Хорошую глубокую тишину, которая очищала душу от ила разных мелочей, объединяла добрые чувства и возбуждала незабываемое, ибо чуть ли не о каждом, кто сидел здесь, можно было писать книгу, неприятно разрушил Безбородько.

— Вот видите, и примечание, или как его назвать, нашлось в геройстве товарища Бессмертного. И существенное примечание. Видать, не по всем правилам фортунило ему. И потому я хотел бы узнать еще об одном: знало ли командование, что товарищ Бессмертный сидел в тюрьме?

В зале кто-то аж вздохнул, а кто-то выругался в сердцах и снова залегла такая тишина, будто кто-то заколдовал людей.

Лицо Марка сразу же покрылось бледностью, а кончики усов задрожали: Безбородько искал и нашел наиболее слабое место.

— Знало, — едва сдерживая себя, ровно ответил Марк, а сам ощутил, как в коленях затренькали и начали подгибаться искалеченные ноги. — Я не скрывал своей биографии, не кривил совестью ни перед людьми, ни перед смертью, ей тоже так делал! — посеревший, с нахмуренными бровями, он взялся за костыли и хотел сойти с трибуны. Но его остановил Борисенко.

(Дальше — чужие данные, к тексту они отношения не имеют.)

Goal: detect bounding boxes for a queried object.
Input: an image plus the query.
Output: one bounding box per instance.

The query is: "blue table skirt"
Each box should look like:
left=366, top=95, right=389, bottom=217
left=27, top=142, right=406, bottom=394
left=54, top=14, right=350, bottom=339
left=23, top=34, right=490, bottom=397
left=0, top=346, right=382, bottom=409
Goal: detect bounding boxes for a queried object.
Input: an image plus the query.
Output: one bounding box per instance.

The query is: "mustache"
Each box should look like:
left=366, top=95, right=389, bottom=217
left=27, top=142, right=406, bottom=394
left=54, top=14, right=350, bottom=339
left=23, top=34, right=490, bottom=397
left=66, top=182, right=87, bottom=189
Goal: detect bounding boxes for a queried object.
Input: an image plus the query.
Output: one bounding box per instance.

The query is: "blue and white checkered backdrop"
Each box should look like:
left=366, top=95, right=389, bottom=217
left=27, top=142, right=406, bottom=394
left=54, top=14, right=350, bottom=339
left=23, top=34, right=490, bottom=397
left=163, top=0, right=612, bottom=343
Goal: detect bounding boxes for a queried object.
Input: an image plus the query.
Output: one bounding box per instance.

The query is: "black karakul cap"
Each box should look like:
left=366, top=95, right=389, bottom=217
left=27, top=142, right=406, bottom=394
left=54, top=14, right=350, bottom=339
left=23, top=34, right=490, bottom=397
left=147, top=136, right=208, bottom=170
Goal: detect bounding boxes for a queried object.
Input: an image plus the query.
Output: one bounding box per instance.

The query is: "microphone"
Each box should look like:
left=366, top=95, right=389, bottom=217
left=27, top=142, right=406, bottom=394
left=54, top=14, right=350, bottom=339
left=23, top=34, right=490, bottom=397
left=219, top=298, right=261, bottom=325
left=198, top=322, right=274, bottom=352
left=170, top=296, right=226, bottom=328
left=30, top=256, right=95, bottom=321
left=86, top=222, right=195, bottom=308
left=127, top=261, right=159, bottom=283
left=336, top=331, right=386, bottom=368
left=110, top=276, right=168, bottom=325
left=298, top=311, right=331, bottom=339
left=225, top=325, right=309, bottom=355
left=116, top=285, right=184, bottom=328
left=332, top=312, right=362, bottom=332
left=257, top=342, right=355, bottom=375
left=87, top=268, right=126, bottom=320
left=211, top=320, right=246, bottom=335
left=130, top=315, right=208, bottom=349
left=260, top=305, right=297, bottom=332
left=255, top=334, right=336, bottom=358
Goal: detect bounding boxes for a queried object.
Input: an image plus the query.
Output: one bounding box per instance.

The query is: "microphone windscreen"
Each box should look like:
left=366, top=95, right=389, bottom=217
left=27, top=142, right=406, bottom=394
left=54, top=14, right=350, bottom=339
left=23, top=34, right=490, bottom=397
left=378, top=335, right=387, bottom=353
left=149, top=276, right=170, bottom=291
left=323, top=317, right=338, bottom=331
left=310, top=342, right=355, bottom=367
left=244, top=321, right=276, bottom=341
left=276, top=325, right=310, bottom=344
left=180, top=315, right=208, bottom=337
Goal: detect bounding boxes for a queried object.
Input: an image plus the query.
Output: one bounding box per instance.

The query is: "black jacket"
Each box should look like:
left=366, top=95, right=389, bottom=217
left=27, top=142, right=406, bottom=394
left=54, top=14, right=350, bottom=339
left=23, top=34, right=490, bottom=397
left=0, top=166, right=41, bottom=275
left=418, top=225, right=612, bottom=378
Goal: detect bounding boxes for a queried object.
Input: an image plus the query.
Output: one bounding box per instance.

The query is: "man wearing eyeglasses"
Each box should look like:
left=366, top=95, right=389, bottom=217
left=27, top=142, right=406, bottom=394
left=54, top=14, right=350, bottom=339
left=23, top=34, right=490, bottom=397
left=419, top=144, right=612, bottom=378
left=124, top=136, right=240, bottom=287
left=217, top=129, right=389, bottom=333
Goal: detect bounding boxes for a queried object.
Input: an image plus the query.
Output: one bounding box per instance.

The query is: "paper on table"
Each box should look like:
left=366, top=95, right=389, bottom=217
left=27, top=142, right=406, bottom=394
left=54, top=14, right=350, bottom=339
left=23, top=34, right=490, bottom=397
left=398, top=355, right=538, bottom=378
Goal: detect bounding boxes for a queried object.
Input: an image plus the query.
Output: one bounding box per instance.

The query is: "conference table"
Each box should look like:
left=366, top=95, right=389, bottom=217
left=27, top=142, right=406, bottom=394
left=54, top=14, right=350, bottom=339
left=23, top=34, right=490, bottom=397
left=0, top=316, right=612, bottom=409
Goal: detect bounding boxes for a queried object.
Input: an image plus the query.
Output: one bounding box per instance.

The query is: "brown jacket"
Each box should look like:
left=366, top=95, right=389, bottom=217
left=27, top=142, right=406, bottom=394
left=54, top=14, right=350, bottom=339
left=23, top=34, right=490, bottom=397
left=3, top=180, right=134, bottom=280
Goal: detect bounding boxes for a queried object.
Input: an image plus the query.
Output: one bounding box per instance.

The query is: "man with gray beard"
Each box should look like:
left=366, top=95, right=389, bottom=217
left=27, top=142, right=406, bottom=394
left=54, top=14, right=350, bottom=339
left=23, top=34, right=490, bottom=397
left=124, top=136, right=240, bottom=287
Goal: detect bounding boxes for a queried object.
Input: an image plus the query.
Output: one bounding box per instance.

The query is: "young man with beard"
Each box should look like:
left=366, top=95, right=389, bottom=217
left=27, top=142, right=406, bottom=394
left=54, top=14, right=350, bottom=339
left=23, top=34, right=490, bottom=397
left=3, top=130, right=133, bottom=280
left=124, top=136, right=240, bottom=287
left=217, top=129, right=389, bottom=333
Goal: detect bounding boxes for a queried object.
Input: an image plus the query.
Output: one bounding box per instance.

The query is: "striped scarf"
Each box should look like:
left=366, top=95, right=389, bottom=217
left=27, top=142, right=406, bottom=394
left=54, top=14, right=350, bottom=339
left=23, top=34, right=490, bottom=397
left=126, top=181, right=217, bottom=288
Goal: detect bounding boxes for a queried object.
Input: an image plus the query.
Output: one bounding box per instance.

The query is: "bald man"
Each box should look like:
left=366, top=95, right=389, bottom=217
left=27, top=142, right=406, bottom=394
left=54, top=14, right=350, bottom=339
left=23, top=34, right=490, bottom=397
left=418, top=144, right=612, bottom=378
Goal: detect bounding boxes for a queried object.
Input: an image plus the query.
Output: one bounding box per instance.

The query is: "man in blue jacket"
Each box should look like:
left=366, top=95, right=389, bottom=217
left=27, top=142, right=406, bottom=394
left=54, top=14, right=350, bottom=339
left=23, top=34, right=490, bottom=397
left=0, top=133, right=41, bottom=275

— Что же, товарищ Бессмертный, сейчас вас незаслуженно, коварно ударили под сердце. Ну, а чтобы не было потом по разным закоулкам кривых разговоров, закончим их здесь, перед людьми. Так лучше будет… Пришлось побывать в тюрьме?

— Не обошла тяжелая година.

— Расскажите коротко.

Марко невесело и упрямо взглянул на Борисенко:

— О какой же только тюрьме рассказывать: о царской или…

Борисенко ошеломленно поднял вверх дуги бровей:

— А вы там и там успели побывать?

— Имел такое счастье.

— Тогда обо всем и говорите, это даже лучше… — не докончил мысли.

— Может, не надо? — настороженно спросил Марко. — Кое-кому это может не понравиться…

— Кое-кому и сидеть не нравилось, а ему до сих пор этим колют глаза. Так неужели этим до конца века должны колоть вам? — разозлился Борисенко. — Если можете, говорите.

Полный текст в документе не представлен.